Visual Media Studies course exposes students to social art

When most people think about classic examples of art, Leonardo Da Vinci’s "Mona Lisa" poised on a wall in the Louvre or Michelangelo’s "David" standing proudly in Florence probably come to mind. What most people might not consider is the artistic merit and beauty that can be expressed through some of the daily activities and cultural and social movements in our everyday lives. 

This semester, Pedro Lasch, associate research professor of art, art history and visual studies, offers a class entitled “Social Art Practice and Socially Engaged Humanities,” which he hopes will encourage students to use art to actively interact with our society's cultural and political practices.

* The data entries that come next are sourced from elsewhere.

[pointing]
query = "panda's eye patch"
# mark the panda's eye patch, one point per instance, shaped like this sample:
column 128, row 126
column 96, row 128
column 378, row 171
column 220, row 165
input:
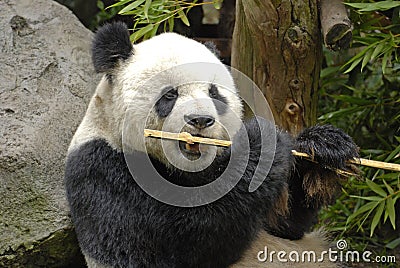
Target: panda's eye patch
column 171, row 93
column 220, row 101
column 213, row 91
column 166, row 101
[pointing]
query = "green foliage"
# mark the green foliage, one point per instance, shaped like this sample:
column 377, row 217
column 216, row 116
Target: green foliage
column 149, row 15
column 360, row 93
column 103, row 15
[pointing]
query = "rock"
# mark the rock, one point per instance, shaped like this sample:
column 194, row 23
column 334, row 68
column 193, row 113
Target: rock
column 46, row 80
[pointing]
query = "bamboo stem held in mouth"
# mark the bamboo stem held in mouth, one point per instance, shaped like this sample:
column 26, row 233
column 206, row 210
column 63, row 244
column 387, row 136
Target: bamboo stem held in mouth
column 188, row 138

Lasch has developed a passion for creating contemporary and interdisciplinary art with a social message. This latest course combines aspects from the more traditional art classes he has taught, like drawing and painting, with his advanced art seminars. He wants students to realize that art does not necessarily need to take the form of an object like a painting or a drawing to comment on the world.

“In this class, we want to ask ourselves… why can’t art be something that people engage with or perceive?” Lasch said. “If an artist does something that changes the way in which people relate to each other, you may still use an object to help produce that, but why can't we call that shift and new form of perception or social relations the artwork in itself?”

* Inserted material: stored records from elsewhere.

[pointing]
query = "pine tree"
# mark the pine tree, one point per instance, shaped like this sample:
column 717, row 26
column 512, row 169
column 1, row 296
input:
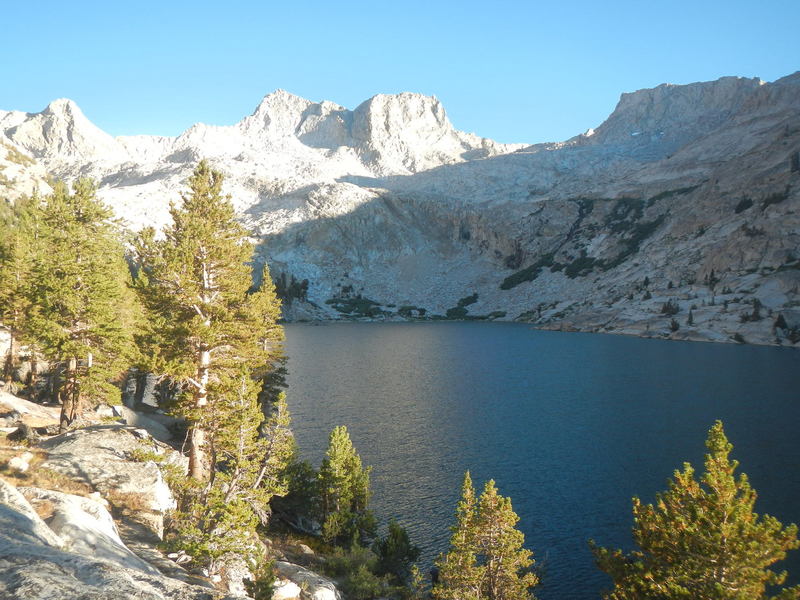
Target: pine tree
column 701, row 540
column 82, row 310
column 396, row 554
column 487, row 560
column 216, row 336
column 460, row 576
column 197, row 284
column 17, row 243
column 344, row 492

The structure of the course poses these questions through a fusion of flipped instruction and in-class activities. The course lectures and readings will be primarily online using course materials from a Massive Open Online Course (MOOC) that Lasch created in collaboration with the art institution Creative Time.

The MOOC includes video lectures conducted by Lasch and 29 guest lecturers that will complement the in-class discussions and student projects. Lasch has planned activities that allow students to use the theories the will learn through the lecture and apply it to art created during class time.

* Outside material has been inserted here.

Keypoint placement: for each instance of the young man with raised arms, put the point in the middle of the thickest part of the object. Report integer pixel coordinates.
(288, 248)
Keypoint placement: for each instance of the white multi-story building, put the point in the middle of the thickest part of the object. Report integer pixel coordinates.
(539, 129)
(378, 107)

 “Students will be actively engaging with the social message by doing them, not just by reading about them," Lasch said. 

Attracting a wide range of students from various disciplines in the arts, humanities and academic research will allow the course to be a hub for artistic collaboration, Lasch hopes. He said he finds that creative and collaborative spaces are crucial for fostering a community that exchanges ideas from different perspectives and creates art reflecting relevant cultural and political sentiments. 

“Say you're a political science student who cares about border culture…and you have this idea late at night to have some guy fly over the border as a political act," Lasch said. "But if you don't know that somebody already did this actually fifteen years ago you may just think, well that's just a crazy idea.”

At times, the obscure nature of some social art has the potential to be inscrutable—art is not always made to be understood or explicitly stated. 

“Other works can be about being felt, or questioning something, or simply interesting,” Lasch said. “There are other areas of art that try to reach for other areas of human experience--not just rationality."